Despite the joyful moments, life was far from easy. During examination weeks, students were required to settle their tuition balances before they could receive their exam permits. While my classmates were already seated in their classrooms, answering test questions, I was often standing in line at the registrar’s office with a promissory note in hand, pleading for permission to take the exams because I could not afford to pay. The experience filled me with a deep sense of embarrassment and helplessness.

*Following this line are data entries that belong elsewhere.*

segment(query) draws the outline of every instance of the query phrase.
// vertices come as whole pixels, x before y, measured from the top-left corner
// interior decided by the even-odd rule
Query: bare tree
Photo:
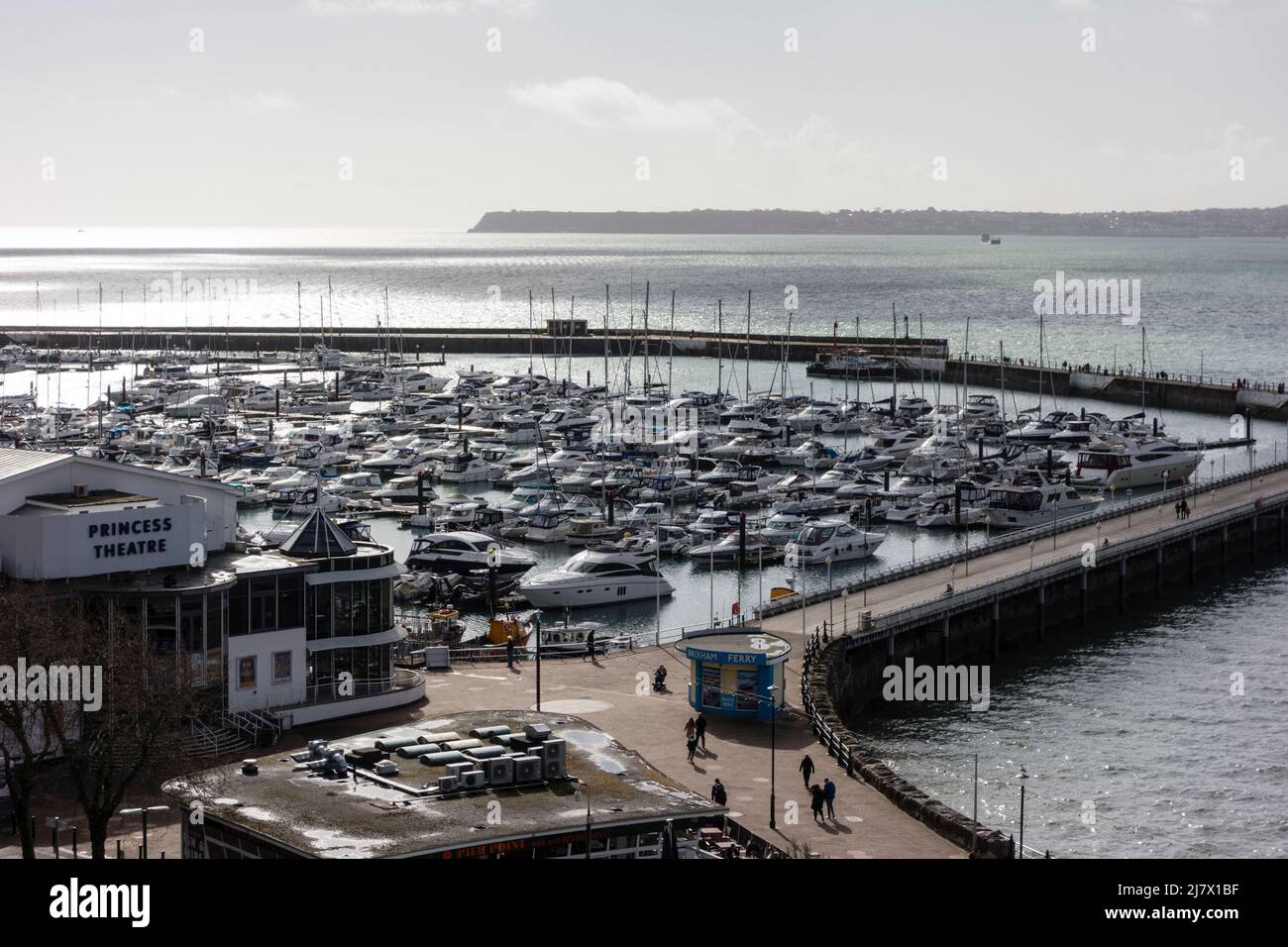
[[[209,709],[209,697],[182,656],[153,651],[142,629],[113,620],[104,602],[82,598],[77,607],[68,644],[82,665],[102,667],[102,706],[80,714],[76,732],[66,729],[66,715],[46,719],[63,741],[90,857],[106,858],[109,823],[126,792],[184,768],[187,722]]]
[[[44,692],[27,693],[27,669],[58,664],[66,648],[63,616],[49,590],[37,584],[0,588],[0,763],[9,786],[22,857],[36,857],[31,801],[59,756],[58,736],[46,719],[62,713],[46,706]]]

One examination day remains particularly vivid in my memory. I spent so much time at the registrar’s office that I began to lose hope of taking the test. Thankfully, not everyone was indifferent to my situation. After several appeals, a woman behind the counter finally handed me an exam permit. She did not have to do so, but her small act of kindness allowed me to sit for the examination. Unfortunately, the same ordeal repeated itself during nearly every grading period.
By the fourth grading period, our financial situation had become even more difficult. I had accumulated two months of unpaid tuition, including the month of March. At the same time, our newborn brother, Erwin, needed milk, vitamins, and other necessities. My father's only source of income was a modest pension, which had been reduced further by loan repayments. Eventually, there was simply no way to make ends meet. As a result, I was unable to take the final examinations.
Not long afterward, I became an out-of-school youth. What followed were two years away from formal education, two years spent watching life move forward without the familiar rhythm of classes, examinations, and report cards. It was a difficult chapter in my life, one that I will recount in the next chapter.